Let the key be 9, whose base 16 hash value is 9BF2D882EFABD7E6. The last digit is 6 and the 6th position of the root bitmap value contains the bit value 1. Hence we access the corresponding inner node for the 6th position. The index for the inner node is 3 since we have three 1 bits to the right of 6th position in the bitmap. The inner node at index 3 is a boxed node and so we follow the pointer in the boxed node to an inner bitmap header node. Now we are at the second level of the map. We need to use the second last digit of our hash which is E. Now we check the Eth position in the second level inner bitmap header node’s bitmap value, which is a 1 bit.
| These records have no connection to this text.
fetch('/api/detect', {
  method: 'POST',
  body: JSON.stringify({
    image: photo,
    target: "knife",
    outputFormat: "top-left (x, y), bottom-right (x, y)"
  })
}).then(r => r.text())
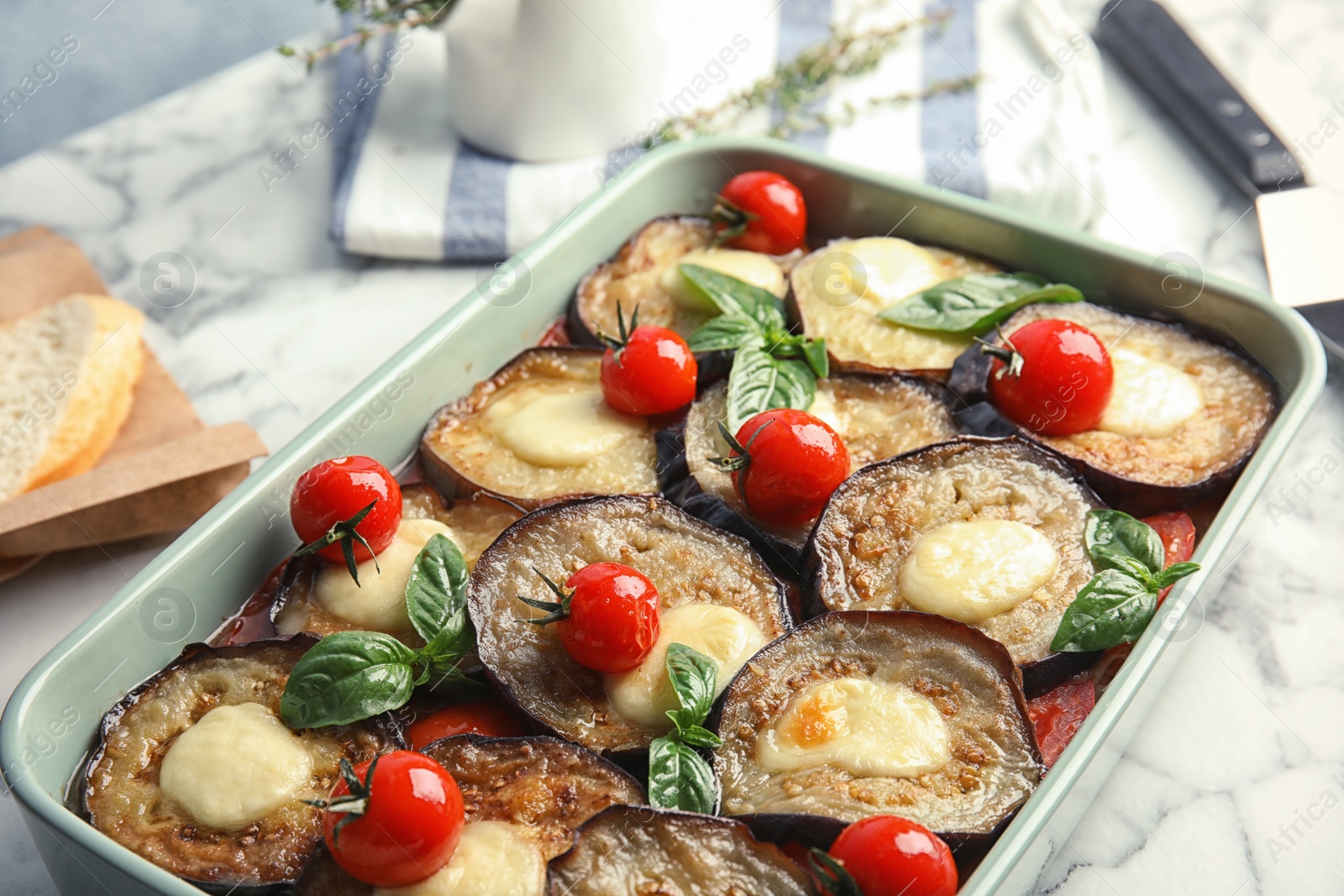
top-left (1095, 0), bottom-right (1344, 358)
Hence we find the index by checking the number of 1 bits to the right of Eth position, which is 1. We access the inner node at index 1 which is a leaf node that points to the key 9. Since the requested key and the stored key are equal, we return the value stored next to the key, which is 9.

This is the technique used to read a large map by using keys. Hence, no matter how big the size of the large map is, any value can be accessed by traversing within 16 levels of the map.

Updating the large map

Since data in elixir is immutable, whenever a large map is updated, new words will be created to accommodate the changes. However, only the path or branch, starting from the root to the updated key is newly created and the words corresponding to the rest of the paths and branches of the old version of the large map will be reused in the new version of the large map. This is what gives the immutable maps a bit of an improvement in terms of memory efficiency and performance.